Other limitations should be acknowledged. First, this study was centred on DOPS which were completed during the in-training stage, rather than of summative assessment, where reliability thresholds of ≥ 0.8 are considered acceptable [14]. Outcomes in relation to key performance indicators (e.g. D2 intubation rates) and assessor feedback were not studied. Second, lifetime procedure count was based on trainee entries on the JETS e-portfolio, which is susceptible to selection bias. As assessments are usually performed by a regular trainer, there is also potential for assessor bias. Third, exploratory factor analysis may be biased owing to the pre-existing layout of domains within DOPS. Finally, our study was performed within the UK national training programme, which may challenge its generalisability. Despite this, our study includes real-world data from a large number of trainees and trainers, which provides generalisability in terms of landmarks of skills acquisition, procedural numbers, and the numbers of formative assessments and assessors required to appropriately support training, which may be of value to other countries with different training and assessment formats.

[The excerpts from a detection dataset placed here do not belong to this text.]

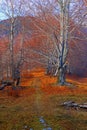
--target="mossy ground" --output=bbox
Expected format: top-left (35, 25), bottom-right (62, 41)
top-left (0, 69), bottom-right (87, 130)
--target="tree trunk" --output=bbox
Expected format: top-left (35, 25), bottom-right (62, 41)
top-left (58, 67), bottom-right (66, 85)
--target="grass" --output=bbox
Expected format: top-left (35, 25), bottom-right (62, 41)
top-left (0, 70), bottom-right (87, 130)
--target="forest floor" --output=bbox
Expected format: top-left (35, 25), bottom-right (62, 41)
top-left (0, 69), bottom-right (87, 130)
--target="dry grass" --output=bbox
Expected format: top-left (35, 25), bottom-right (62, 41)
top-left (0, 69), bottom-right (87, 130)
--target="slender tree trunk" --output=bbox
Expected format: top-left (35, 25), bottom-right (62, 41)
top-left (58, 0), bottom-right (70, 85)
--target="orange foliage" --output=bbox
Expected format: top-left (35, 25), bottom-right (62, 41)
top-left (0, 69), bottom-right (87, 97)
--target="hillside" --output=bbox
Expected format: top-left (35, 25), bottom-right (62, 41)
top-left (0, 17), bottom-right (87, 76)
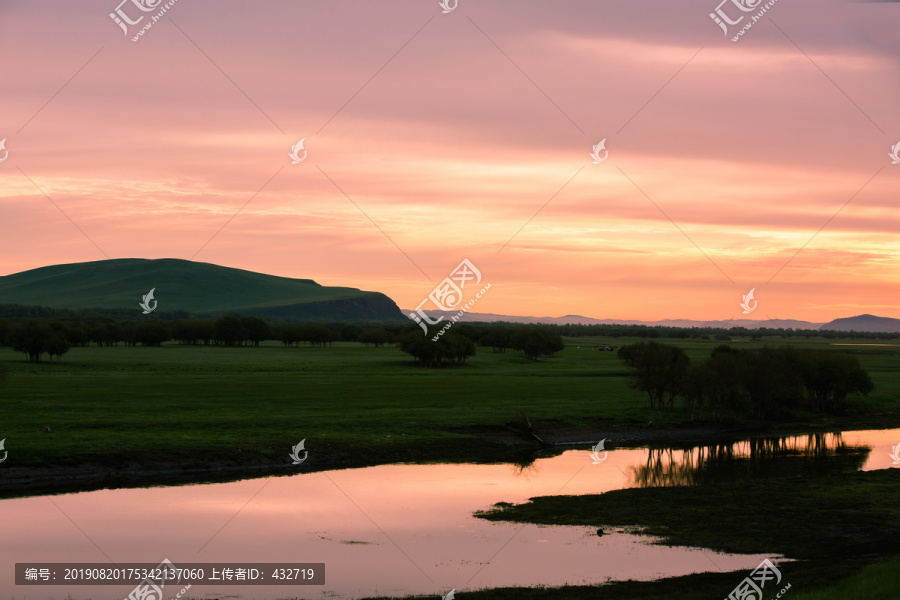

Our study provides validity evidence in support of DOPS during gastroscopy training. In addition, the observation that lifetime DOPS count was independently associated with DOPS competence suggests that proactive engagement with the formative assessment process may expedite the learning curve to competency, although this merits further study. DOPS enables trainers to identify steps which deviate from optimal practice or require improvement, and serve as a platform for high-performance feedback, which has been shown to benefit learning [27]. Furthermore, engagement with DOPS, particularly with larger numbers of assessors, confers the potential for personalised learning curves and for progression during training to be benchmarked against national data. Competency development, as measured by DOPS, can be monitored by trainees, trainers, and training programmes. The DOPS assessment appears to be both sufficiently detailed to focus on specific competency items and manageable enough to incorporate into everyday gastroscopy training. We confirmed that the acquisition of technical skills occurred much earlier in training than global competence, which requires proficiency in more complex aspects of report writing and clinical decision making, and may not be achievable by 200 lifetime procedures. Ostensibly, the JAG certification process needs to ensure an evidence-based approach to training and that the nature and timing of assessments fulfils reliability criteria. The use of evidence generated from DOPS and its potential implications on national gastroscopy training are subject to ongoing review by the JAG Quality Assurance of Training Working Group.

Conclusion

This study establishes competencies benchmarks during gastroscopy training and provides validity and reliability evidence to support gastroscopy DOPS as an in-training competency assessment tool.